Quattro anni fa, febbraio, qualcuno mi telefona, in una mattina carica di sole e di neve, e comincia a dire che te ne sei andato via nella notte e che il tuo giovane cuore non ha resistito ai colpi subiti. Che stronzata! No, non poteva essere una fonte attendibile: le voci girano troppo distorte in strada. Poco dopo mi chiamò la segretaria della Cooperativa per dirmi la stessa cosa. Fonte decisamente più attendibile stavolta. Quando poi ho trovato vuoto il tuo letto all’ospedale ho cominciato a realizzare. Ed io per tutta la giornata non ho fatto che cercare di parlare con gente che non sapeva niente di questo, così stavo lì e non lo dicevo a nessuno. Beato della visione di quel mondo che andava avanti senza sapere che tu non eri più qui con noi.

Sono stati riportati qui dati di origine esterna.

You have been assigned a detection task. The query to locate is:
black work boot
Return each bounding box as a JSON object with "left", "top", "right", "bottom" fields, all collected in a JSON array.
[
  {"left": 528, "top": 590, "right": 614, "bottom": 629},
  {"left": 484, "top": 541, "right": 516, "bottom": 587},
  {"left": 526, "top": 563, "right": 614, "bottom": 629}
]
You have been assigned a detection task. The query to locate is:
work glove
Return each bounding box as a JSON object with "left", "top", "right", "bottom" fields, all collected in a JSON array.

Dopo è arrivato tutto il resto. Ed io ho dovuto accettare che la vita è talmente sorprendente che può prevedere che si possa fermare anche un cuore come il tuo, insieme al vibrare dei tuoi muscoli lunghi e il mistero nelle tue vene e su fino all’intreccio delle tue idee. La spasmodica ricerca di un posto dove stare era finita, come il rifugio dato dagli atteggiamenti, le regole, i ruoli. Basta, fine delle stronzate. La pace.
Solo dopo mi è stato chiaro il mosaico di menzogne e trappole di cui ti eri circondato. Era un labirinto pericolosissimo. Ma la rabbia ha lasciato presto il posto alla compassione per quelle dolci bugie, quei falsi progetti, che altro non sono poi che speranze, sogni, slanci di amore verso il mondo che ti circondava, che però era là fuori, lontano.

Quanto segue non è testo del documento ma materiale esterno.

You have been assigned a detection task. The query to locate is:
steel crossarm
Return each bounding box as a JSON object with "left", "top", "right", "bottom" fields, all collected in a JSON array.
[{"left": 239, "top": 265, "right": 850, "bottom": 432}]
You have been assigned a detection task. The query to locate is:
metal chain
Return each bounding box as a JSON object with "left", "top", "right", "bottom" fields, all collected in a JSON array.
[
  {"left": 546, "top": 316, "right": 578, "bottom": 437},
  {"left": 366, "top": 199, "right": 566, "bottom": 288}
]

La stessa ambivalente sensazione di compassione mescolata alla voglia di prenderti a schiaffi l’ho provata in questi giorni che il ragazzo Beo88 se n’è andato ancora più in fretta, ancora prima e senza salutare. Vi siete incrociati in quel laboratorio in via del Porto: tu stavi andando via e Beo stava iniziando il suo tentativo. E meno male perché insieme non vi si sarebbe tollerati per più di mezzora credo!
Per questo oggi ti regalo lo stesso canto che ho regalato a Beo: è un canto in onore della vostra fretta, delle speranze, dei progetti, delle menzogne e delle trappole che avete armato per voi stessi. Alziamo i bicchieri e brindiamo, anche solo per un momento, a queste imboscate che un po’ tutti tendiamo a noi stessi con la leggerezza di un sorriso stampato in faccia così da avere meno paura. Ecco, lì, braccati dai nostri fantasmi, siamo davvero tutti fratelli.